Number theory problem - show $N$ is a square when...
I read about this problem back in secondary school and never came close to producing a proof. It has bugged me ever since. I suspect I'm not familiar enough with number theory tricks and so forth to solve it (as well as not being clever enough).
The question is, prove that when N is a whole number it is also a perfect square, where
$$N = 2 + 2\sqrt{12n^2 + 1}$$
so, for example, $N = 16$ when $n = 2$.
Cheers
P.S. this is the first time I have used this site so apologies in advance for defying standard conventions.
Solution 1:
Hint: Pell's equation, since $ 12n^2 + 1 = m^2 $ allows you to classify the values.

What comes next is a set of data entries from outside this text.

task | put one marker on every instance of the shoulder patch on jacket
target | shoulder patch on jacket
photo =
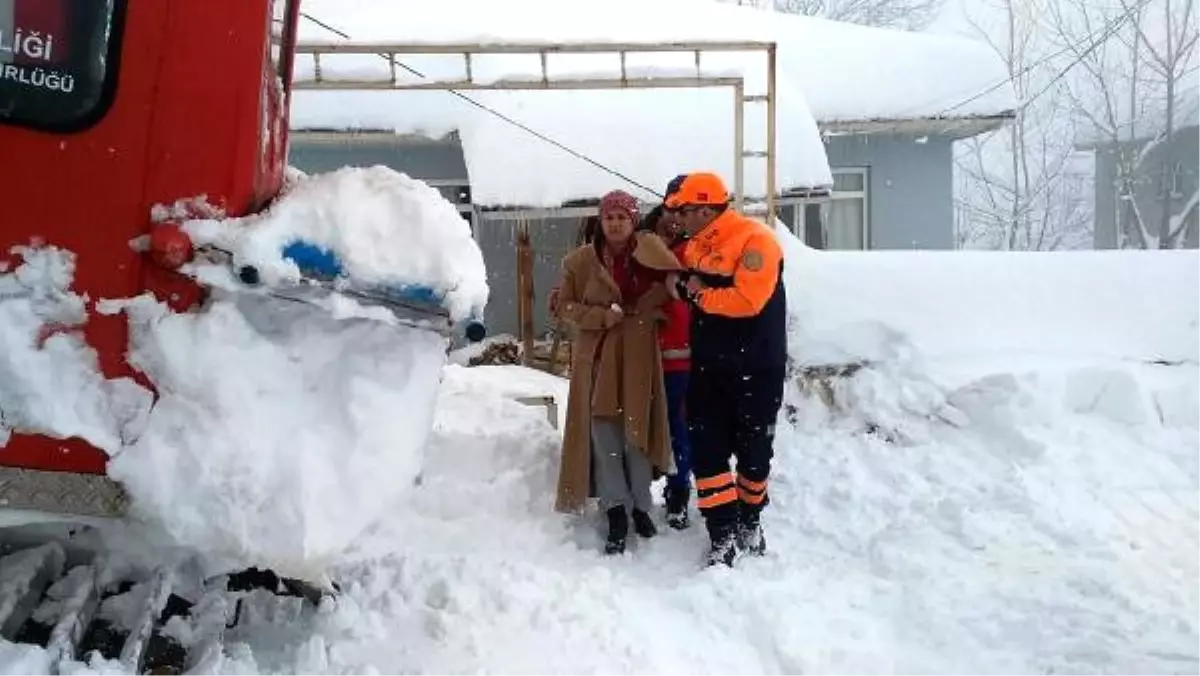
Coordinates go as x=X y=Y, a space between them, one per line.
x=751 y=259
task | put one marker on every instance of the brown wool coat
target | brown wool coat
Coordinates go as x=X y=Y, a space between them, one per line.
x=624 y=377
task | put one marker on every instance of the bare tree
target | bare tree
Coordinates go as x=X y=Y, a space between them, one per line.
x=1129 y=91
x=906 y=15
x=1021 y=189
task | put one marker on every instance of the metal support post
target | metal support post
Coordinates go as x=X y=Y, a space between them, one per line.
x=739 y=147
x=772 y=99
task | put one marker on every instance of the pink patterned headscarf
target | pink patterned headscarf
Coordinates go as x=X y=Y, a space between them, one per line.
x=619 y=201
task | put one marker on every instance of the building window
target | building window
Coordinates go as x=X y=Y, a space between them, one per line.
x=839 y=222
x=58 y=61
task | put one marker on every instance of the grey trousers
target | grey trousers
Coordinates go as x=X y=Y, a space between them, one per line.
x=622 y=473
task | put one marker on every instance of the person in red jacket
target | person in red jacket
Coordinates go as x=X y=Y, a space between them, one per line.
x=675 y=341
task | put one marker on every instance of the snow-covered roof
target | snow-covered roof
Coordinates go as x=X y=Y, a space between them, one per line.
x=827 y=71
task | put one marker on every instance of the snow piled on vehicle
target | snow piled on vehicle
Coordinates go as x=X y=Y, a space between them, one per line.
x=385 y=228
x=49 y=376
x=281 y=430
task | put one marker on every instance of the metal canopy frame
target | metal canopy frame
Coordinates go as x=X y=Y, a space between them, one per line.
x=390 y=52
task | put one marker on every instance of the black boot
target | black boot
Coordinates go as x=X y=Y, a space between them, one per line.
x=721 y=551
x=677 y=507
x=750 y=538
x=618 y=528
x=643 y=525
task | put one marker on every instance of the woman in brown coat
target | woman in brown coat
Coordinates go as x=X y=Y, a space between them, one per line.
x=612 y=293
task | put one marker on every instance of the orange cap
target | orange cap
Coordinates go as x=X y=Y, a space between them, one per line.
x=700 y=189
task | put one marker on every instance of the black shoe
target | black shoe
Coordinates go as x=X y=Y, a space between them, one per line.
x=643 y=525
x=750 y=538
x=618 y=528
x=678 y=521
x=721 y=552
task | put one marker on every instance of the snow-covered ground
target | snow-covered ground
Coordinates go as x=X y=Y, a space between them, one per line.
x=1003 y=508
x=1007 y=483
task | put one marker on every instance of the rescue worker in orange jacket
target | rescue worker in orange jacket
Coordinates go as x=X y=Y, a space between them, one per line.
x=735 y=283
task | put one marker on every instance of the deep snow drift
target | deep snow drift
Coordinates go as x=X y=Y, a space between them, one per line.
x=995 y=509
x=1009 y=496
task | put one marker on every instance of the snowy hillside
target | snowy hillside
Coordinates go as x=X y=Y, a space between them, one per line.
x=987 y=465
x=1037 y=515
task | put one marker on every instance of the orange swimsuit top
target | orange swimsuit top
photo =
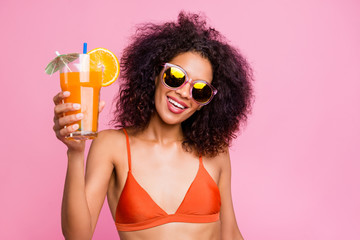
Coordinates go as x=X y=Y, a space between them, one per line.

Sorry but I don't know any other approach, if you are not familiar with this number theory trick.
Observe that in order of $N$ to be an integer, $12n^2 + 1$ must be the square of a rational number. Since it is an integer, hence it must be a perfect square. Thus we have the Pell's equation of the form $m^2 - 12n^2 = 1 $.

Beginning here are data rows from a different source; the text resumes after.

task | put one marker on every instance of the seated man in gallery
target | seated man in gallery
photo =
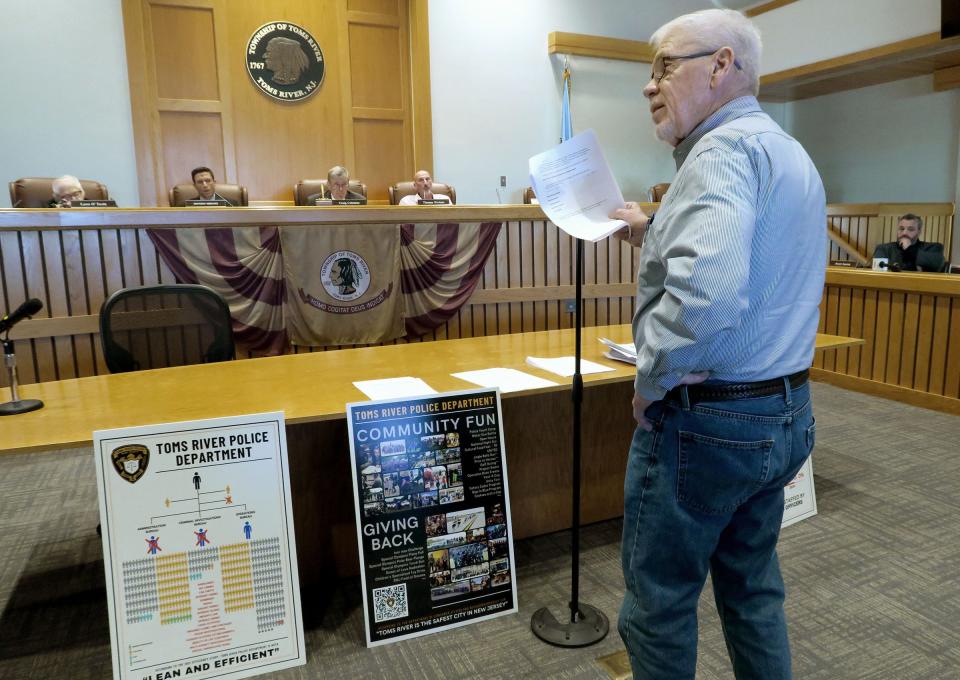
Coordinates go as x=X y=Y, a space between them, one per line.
x=206 y=185
x=423 y=183
x=908 y=253
x=338 y=179
x=66 y=189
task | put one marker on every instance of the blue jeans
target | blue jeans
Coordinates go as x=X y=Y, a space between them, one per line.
x=704 y=491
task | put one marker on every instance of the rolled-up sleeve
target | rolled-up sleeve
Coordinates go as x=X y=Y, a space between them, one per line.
x=705 y=255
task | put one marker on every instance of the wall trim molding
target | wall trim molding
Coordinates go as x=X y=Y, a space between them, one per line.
x=905 y=395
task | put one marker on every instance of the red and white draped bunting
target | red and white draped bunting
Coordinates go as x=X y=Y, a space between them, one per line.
x=441 y=265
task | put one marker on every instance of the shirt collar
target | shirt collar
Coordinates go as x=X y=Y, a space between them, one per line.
x=732 y=110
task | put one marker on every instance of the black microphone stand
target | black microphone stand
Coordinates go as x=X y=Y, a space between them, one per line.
x=588 y=625
x=16 y=404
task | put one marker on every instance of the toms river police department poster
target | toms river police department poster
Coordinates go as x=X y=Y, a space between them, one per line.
x=199 y=549
x=433 y=513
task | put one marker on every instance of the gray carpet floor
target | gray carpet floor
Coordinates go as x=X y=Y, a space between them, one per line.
x=873 y=580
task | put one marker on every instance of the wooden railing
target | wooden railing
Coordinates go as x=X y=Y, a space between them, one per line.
x=910 y=324
x=73 y=260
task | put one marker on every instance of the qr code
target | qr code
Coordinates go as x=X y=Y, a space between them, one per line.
x=390 y=602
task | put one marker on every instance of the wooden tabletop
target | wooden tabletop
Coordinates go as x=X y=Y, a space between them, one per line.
x=306 y=387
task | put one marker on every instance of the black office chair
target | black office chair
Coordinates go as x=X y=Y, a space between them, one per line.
x=165 y=325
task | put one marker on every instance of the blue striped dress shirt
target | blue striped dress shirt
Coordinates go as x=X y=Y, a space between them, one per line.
x=732 y=268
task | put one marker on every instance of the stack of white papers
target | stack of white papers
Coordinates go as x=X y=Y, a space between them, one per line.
x=576 y=188
x=564 y=366
x=394 y=388
x=625 y=351
x=507 y=379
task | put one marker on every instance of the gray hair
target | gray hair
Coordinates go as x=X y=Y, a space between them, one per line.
x=716 y=28
x=910 y=217
x=60 y=184
x=338 y=171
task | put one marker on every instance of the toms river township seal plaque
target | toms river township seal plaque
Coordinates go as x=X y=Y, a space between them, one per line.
x=345 y=275
x=284 y=61
x=130 y=461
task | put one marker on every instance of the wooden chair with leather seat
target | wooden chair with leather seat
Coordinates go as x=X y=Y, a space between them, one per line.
x=305 y=188
x=657 y=191
x=36 y=192
x=181 y=193
x=165 y=325
x=401 y=189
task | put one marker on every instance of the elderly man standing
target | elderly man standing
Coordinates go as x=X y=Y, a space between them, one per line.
x=730 y=279
x=66 y=189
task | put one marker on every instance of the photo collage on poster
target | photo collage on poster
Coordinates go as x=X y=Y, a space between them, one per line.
x=416 y=472
x=433 y=512
x=467 y=551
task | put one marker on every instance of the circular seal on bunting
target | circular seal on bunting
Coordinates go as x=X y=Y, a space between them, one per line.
x=284 y=61
x=345 y=275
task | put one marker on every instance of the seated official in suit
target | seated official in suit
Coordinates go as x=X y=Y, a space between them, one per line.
x=423 y=183
x=338 y=179
x=66 y=189
x=908 y=252
x=206 y=185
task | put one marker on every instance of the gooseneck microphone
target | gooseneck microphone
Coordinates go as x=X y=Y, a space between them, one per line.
x=17 y=405
x=24 y=311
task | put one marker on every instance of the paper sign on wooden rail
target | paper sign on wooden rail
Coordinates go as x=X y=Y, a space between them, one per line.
x=433 y=513
x=199 y=549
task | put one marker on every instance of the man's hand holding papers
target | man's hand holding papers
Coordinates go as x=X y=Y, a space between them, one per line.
x=636 y=220
x=576 y=188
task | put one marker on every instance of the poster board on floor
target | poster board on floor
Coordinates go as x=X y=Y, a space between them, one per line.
x=199 y=549
x=799 y=496
x=433 y=513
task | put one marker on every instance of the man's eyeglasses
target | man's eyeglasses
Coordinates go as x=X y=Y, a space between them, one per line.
x=661 y=65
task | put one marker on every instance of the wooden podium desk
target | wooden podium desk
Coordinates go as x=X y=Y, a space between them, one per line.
x=312 y=390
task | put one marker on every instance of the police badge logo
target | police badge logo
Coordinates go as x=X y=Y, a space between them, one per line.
x=284 y=61
x=130 y=461
x=345 y=275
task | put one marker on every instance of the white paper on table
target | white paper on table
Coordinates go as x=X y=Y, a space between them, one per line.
x=563 y=366
x=576 y=188
x=626 y=348
x=507 y=379
x=393 y=388
x=612 y=354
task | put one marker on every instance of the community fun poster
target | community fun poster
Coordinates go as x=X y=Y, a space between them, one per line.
x=199 y=549
x=433 y=513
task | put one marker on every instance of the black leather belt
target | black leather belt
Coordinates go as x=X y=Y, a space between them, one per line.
x=729 y=391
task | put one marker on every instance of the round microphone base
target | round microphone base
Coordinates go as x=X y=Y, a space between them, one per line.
x=12 y=408
x=590 y=627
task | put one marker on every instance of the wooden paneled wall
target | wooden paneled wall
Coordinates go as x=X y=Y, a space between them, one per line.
x=193 y=102
x=526 y=283
x=864 y=226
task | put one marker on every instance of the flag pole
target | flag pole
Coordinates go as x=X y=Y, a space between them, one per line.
x=587 y=625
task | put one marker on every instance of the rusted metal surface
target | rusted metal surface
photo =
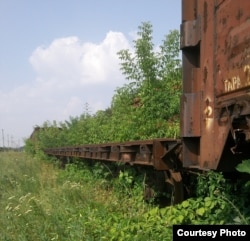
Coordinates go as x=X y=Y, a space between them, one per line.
x=215 y=43
x=148 y=152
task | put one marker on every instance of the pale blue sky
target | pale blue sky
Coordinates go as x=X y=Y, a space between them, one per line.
x=56 y=55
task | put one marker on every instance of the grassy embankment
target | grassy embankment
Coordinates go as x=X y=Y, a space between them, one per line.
x=38 y=201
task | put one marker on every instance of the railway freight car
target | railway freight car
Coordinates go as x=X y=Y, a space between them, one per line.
x=215 y=103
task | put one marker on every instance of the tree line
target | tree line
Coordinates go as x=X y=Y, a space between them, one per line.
x=146 y=107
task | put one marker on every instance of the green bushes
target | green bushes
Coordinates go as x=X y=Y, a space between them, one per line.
x=88 y=201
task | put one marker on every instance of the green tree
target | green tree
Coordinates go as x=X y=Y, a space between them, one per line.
x=149 y=103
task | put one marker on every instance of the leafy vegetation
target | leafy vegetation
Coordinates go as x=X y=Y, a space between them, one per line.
x=91 y=201
x=67 y=204
x=144 y=108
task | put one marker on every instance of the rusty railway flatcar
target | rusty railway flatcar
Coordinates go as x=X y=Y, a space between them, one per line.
x=215 y=102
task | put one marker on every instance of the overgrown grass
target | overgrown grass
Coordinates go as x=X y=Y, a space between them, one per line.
x=39 y=201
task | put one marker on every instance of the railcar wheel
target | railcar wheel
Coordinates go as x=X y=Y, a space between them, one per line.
x=175 y=180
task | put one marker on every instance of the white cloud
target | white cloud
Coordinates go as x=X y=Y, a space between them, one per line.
x=69 y=62
x=69 y=73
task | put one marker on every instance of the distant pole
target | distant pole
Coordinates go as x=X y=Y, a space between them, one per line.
x=3 y=136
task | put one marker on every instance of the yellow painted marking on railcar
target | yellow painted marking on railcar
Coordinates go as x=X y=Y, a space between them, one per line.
x=234 y=83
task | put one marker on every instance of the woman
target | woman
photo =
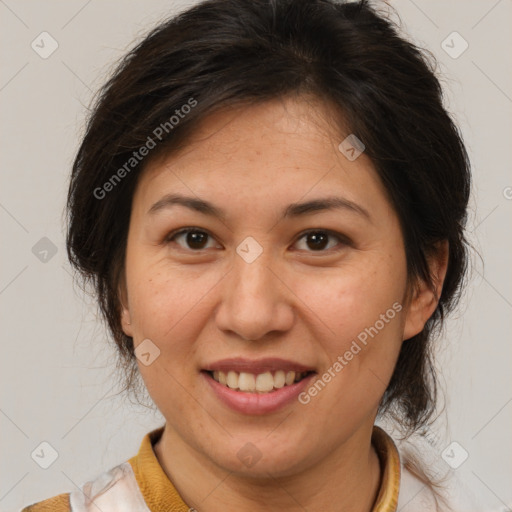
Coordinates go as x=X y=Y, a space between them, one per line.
x=270 y=200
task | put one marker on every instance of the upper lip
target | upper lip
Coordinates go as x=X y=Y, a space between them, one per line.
x=257 y=366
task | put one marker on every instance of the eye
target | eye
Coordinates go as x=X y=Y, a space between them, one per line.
x=318 y=240
x=195 y=238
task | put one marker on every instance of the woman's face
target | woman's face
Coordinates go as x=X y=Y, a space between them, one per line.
x=250 y=293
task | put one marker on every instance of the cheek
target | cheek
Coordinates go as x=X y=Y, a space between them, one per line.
x=353 y=298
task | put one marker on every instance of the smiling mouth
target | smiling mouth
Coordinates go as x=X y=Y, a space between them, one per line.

We can check that $7^2- 12 \times 2^2=1$ is an initial solution. From the theory of Pell's equation, we know that the solutions have the form $$m_i + \sqrt{12} n_i = (7 + 2\sqrt{12})^i = ( 2 + \sqrt{3})^{2i}.$$
Hence,
$$2 + 2 m_i = 2 + (2+\sqrt{3})^{2i} + (2-\sqrt{3})^{2i} = [(2 +\sqrt{3})^i + (2-\sqrt{3})^i]^2. $$
It is now obvious that the expression in the brackets is an integer, hence $2+2m_i$ is a perfect square.

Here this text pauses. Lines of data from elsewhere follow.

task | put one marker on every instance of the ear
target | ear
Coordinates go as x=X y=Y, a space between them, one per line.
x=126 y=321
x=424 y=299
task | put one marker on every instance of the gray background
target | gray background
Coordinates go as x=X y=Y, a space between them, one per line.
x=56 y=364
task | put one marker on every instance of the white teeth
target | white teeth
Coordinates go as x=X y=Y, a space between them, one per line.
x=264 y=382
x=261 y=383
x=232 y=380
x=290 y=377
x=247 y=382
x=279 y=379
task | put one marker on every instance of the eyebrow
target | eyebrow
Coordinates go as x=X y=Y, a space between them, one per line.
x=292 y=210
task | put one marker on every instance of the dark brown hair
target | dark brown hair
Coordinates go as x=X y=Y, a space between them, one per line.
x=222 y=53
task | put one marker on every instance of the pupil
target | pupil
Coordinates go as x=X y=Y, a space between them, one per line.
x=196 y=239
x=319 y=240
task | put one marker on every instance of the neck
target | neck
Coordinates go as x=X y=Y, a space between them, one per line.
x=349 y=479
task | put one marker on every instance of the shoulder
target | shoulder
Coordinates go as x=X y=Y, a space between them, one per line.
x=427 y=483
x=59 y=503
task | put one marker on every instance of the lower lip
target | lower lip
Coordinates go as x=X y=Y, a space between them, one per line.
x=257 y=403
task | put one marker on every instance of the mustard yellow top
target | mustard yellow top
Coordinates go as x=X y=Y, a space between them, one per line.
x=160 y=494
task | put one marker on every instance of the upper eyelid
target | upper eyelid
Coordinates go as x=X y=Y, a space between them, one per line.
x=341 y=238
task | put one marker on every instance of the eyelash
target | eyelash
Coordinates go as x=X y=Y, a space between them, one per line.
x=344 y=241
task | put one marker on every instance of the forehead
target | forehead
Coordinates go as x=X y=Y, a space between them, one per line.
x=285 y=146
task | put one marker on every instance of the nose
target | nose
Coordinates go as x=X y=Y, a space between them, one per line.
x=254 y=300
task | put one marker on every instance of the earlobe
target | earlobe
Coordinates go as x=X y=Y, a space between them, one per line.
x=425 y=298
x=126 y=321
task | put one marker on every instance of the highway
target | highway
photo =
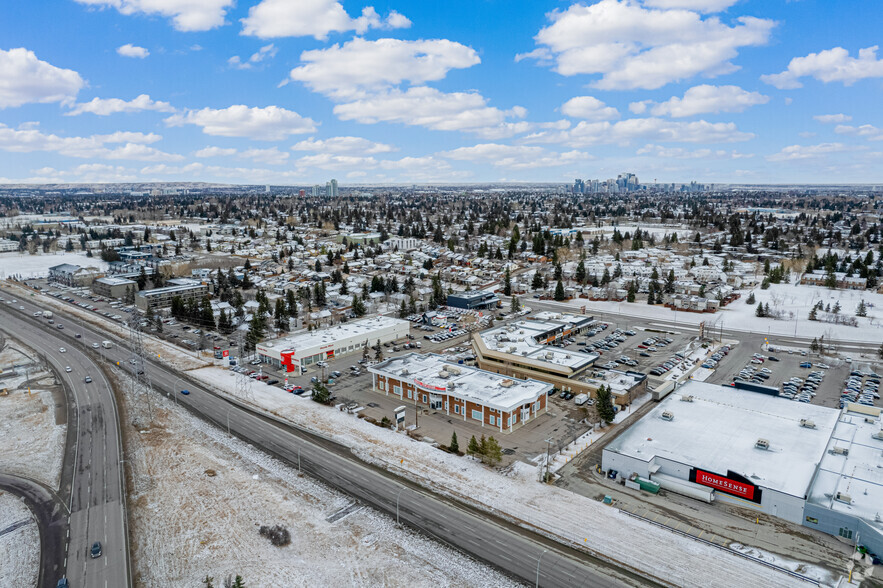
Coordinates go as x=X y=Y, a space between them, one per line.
x=92 y=481
x=51 y=514
x=517 y=552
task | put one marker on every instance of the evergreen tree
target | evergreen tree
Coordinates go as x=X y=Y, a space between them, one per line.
x=507 y=283
x=604 y=404
x=559 y=291
x=454 y=447
x=473 y=447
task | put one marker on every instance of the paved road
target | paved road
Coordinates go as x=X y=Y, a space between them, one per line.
x=92 y=482
x=511 y=549
x=51 y=514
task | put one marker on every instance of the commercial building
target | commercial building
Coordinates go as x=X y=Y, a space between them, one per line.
x=476 y=300
x=294 y=352
x=523 y=349
x=810 y=465
x=162 y=297
x=459 y=391
x=114 y=287
x=72 y=275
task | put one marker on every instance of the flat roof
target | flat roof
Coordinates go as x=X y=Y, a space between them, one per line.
x=718 y=430
x=331 y=335
x=519 y=338
x=469 y=383
x=858 y=474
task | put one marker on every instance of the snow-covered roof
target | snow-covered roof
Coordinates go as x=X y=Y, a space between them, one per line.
x=434 y=372
x=718 y=430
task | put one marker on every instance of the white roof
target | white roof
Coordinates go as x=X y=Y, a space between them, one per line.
x=717 y=432
x=473 y=384
x=331 y=335
x=858 y=474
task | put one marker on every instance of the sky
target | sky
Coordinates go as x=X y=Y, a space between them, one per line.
x=297 y=92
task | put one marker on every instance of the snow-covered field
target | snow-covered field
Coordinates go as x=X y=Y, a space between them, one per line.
x=37 y=266
x=20 y=547
x=31 y=444
x=790 y=298
x=548 y=509
x=200 y=497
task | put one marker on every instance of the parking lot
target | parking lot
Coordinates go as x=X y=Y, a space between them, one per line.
x=795 y=375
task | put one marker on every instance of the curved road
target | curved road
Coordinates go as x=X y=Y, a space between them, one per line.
x=92 y=482
x=516 y=551
x=51 y=514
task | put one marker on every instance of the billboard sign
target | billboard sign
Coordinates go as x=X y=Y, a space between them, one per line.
x=727 y=485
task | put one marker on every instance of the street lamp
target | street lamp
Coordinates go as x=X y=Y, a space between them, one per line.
x=538 y=566
x=397 y=504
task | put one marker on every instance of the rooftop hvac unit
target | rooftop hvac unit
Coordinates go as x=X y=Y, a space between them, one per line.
x=843 y=497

To motivate Yoni's observation that "The largest prime factor of $n$ and $N$ are the same", observe that
$$n_i = \frac{ (2+\sqrt{3})^{2i} - (2-\sqrt{3})^{2i} } {\sqrt{12} } = N_i \frac{ (2+\sqrt{3})^{i} - (2-\sqrt{3})^{i}}{\sqrt{12} }$$
The second term on the right is an integer that is much smaller than $N_i$.